Nell’episodio finale subentra Felicita (forse moglie di Revocato), madre del bimbo che porta in grembo da otto mesi. È profondamente afflitta: teme che il suo martirio possa essere rinviato a causa della gravidanza, infatti la legge romana proibiva l’esecuzione capitale delle donne incinte. Ma dove non può intervenire l’uomo, a chi ha fede, interviene Dio, così due giorni prima dei giochi romani, dove i cristiani saranno dati in pasto alle belve feroci, il gruppo si unisce in preghiera e avviene il miracolo: Felicita dà alla luce una bambina, che una «sorella nella fede allevò come fosse sua figlia» (§ 15,7).
La mattina del 7 marzo lasciano il carcere per entrare nell’arena.
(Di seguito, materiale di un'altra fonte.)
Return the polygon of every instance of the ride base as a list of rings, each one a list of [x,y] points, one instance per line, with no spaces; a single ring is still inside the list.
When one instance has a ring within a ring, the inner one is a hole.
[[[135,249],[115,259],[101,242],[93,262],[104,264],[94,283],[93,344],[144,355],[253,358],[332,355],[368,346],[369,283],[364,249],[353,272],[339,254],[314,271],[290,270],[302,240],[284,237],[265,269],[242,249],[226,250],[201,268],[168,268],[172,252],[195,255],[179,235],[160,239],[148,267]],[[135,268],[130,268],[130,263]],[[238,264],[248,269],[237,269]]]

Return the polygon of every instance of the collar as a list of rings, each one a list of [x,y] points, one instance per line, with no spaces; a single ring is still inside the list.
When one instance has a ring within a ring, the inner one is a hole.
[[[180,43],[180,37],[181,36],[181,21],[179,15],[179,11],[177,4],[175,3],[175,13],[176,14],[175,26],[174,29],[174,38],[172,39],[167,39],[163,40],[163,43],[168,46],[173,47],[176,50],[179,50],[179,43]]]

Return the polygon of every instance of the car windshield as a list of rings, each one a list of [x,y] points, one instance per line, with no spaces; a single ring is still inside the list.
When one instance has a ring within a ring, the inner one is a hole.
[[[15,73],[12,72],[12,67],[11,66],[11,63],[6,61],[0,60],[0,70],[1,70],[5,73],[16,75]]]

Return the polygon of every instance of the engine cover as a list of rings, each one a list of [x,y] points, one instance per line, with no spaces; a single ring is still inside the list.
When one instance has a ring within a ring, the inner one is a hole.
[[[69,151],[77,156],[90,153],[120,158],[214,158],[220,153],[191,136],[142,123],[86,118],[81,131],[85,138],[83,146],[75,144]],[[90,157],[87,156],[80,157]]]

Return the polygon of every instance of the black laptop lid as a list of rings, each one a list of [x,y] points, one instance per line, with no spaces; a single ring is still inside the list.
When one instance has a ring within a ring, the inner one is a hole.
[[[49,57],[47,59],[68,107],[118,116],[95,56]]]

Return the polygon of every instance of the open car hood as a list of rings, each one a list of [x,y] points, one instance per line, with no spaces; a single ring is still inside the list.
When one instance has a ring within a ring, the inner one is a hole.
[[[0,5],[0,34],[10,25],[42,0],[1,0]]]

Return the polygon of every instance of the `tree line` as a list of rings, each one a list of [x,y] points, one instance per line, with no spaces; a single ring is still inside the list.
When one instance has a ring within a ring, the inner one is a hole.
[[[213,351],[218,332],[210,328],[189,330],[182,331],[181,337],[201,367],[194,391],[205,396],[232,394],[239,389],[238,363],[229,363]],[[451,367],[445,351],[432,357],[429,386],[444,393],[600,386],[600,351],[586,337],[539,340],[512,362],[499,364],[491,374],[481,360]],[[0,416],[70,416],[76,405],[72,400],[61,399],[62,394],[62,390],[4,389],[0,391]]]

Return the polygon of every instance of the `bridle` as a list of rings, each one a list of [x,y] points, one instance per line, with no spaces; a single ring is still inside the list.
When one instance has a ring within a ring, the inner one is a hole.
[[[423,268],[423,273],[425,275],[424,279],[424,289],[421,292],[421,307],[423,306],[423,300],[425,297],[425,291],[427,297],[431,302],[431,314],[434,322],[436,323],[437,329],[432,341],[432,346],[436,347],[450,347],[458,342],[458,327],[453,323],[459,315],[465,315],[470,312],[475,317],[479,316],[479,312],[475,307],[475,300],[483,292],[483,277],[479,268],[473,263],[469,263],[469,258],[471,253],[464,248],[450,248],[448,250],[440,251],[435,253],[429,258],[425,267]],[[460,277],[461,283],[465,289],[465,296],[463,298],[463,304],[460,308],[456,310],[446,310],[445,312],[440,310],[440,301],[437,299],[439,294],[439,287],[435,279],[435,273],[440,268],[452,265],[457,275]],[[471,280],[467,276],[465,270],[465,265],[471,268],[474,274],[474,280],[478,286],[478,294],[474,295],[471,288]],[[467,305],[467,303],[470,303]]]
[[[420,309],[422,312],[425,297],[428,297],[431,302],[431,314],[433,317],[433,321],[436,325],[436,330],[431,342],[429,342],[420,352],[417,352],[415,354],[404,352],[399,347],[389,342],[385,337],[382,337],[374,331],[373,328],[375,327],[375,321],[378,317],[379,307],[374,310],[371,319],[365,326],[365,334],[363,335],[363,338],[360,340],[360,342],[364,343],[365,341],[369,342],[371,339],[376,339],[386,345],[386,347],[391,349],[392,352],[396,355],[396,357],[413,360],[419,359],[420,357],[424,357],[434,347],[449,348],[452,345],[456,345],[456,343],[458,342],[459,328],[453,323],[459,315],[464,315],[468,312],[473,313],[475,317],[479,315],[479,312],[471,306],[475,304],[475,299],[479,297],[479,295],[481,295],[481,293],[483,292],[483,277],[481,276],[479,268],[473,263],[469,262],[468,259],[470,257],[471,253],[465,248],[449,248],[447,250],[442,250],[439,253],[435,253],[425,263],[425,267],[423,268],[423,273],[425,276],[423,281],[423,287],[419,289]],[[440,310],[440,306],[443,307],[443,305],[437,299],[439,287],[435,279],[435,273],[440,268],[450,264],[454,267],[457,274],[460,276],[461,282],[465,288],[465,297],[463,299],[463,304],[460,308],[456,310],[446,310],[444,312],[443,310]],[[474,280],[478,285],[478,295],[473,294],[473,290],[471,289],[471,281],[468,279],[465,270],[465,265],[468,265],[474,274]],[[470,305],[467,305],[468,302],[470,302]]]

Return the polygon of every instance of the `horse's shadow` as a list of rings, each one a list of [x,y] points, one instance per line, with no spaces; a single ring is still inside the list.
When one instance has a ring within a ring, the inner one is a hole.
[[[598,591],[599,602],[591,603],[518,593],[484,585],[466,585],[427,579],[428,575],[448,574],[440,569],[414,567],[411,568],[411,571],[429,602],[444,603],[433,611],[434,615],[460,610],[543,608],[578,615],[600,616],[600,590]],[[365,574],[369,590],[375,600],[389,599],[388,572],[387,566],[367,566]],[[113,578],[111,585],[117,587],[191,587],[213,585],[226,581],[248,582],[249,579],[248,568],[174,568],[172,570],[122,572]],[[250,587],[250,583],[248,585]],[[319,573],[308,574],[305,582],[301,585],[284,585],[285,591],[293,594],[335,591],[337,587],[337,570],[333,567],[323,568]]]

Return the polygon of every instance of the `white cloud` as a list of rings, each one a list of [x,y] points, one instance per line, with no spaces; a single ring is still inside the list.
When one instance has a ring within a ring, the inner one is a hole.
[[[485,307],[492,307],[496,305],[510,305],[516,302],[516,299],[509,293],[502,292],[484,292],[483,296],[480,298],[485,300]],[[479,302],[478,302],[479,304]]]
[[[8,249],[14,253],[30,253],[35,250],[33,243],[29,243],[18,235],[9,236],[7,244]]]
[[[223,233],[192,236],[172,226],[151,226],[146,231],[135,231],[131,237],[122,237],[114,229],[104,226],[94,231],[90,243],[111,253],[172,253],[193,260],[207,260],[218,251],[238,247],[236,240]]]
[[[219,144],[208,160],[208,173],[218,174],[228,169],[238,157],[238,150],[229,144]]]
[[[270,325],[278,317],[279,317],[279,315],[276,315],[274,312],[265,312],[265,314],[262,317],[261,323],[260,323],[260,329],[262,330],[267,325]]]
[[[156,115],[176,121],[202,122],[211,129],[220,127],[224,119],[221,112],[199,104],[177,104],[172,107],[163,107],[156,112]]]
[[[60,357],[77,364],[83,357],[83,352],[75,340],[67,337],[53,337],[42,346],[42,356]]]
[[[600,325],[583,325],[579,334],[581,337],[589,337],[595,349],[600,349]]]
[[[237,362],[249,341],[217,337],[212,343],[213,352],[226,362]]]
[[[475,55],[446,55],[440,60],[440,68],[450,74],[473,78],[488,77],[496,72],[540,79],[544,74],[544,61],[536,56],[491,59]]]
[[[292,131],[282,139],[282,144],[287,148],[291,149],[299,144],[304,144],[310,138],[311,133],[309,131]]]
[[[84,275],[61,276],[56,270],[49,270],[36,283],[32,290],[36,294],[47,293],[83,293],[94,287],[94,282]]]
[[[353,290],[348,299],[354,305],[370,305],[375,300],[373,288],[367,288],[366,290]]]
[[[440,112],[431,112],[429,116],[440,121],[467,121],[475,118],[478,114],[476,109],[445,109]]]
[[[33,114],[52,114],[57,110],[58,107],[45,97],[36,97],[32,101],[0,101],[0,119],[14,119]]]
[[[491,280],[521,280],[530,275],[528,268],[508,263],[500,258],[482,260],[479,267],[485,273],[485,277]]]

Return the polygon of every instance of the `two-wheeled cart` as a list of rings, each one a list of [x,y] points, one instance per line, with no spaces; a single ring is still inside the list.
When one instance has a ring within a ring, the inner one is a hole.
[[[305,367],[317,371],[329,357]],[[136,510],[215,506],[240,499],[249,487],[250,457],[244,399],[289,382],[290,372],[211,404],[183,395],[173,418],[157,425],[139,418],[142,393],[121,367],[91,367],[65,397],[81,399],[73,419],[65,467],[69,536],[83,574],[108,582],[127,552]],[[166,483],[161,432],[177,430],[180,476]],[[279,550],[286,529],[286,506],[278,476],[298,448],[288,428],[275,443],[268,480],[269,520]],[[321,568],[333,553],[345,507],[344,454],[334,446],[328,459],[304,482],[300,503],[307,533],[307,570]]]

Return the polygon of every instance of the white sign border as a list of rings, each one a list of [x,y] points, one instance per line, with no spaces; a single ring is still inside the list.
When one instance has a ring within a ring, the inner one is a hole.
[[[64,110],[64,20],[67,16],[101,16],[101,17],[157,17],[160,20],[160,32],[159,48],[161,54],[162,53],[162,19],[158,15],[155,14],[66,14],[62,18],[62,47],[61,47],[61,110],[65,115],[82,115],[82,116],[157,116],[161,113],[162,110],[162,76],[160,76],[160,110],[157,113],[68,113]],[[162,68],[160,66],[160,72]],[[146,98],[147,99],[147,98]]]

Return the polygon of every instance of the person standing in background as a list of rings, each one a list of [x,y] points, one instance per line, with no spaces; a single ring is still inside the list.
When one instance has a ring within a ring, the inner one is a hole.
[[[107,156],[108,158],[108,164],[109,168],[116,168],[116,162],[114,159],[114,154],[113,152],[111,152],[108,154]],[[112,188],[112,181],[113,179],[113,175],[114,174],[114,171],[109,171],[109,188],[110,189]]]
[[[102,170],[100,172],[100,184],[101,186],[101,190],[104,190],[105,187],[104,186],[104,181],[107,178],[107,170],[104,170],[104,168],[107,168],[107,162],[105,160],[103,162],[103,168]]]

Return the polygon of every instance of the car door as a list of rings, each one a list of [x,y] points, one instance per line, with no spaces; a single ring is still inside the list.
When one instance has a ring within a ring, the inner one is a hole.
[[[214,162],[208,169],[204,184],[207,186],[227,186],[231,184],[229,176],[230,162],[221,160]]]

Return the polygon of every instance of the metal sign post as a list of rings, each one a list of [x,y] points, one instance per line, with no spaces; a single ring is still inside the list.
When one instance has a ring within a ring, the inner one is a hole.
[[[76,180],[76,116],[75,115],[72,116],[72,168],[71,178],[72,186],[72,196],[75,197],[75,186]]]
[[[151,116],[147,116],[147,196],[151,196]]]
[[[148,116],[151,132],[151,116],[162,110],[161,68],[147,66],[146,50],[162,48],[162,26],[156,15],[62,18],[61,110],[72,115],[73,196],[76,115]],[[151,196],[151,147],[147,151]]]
Nella Passio l’autore definisce Perpetua matrona Christi (sposa di Cristo), Dei delicata (prediletta di Dio), mentre di Felicita viene detto: «gioiosa di aver partorito senza danno, così da poter combattere contro le fiere, passando dal sangue al sangue, dalla levatrice al reziario [una delle classi gladiatorie dell’antica Roma, ndr], pronta a ricevere, dopo il parto, il bagno di un secondo battesimo» (§ 18,3).
Il coraggio che il Signore diede a Perpetua fu lo stesso che elargì a Felicita, la quale, mentre era nel travaglio del parto, rispose ad un inserviente del carcere che le chiedeva che cosa avrebbe fatto di fronte alle fiere se già adesso lamentava il dolore delle doglie: «Ora sono io a soffrire ciò che soffro; là invece ci sarà in me un altro che soffrirà per me perché anch’io soffrirò per lui» (§ 15,6).
Alcuni interpreti modernisti della «questione femminile» all’interno della Chiesa hanno tentato di leggere la Passio di Perpetua e Felicita in chiave femminista ed è proprio questo insano approccio ad aver aperto le porte agli assertori della blasfemia omosessuale ad esse rivolta. Nobildonna la prima e domestica la seconda, si ritrovarono sorelle in Cristo, sorelle di chi condivise la stessa sorte, consumando il sacrificio d’amore per Lui, ma anche sorelle di chi rimase in vita per testimoniare nel tempo il loro martirio e, dunque, Sorelle Nostre.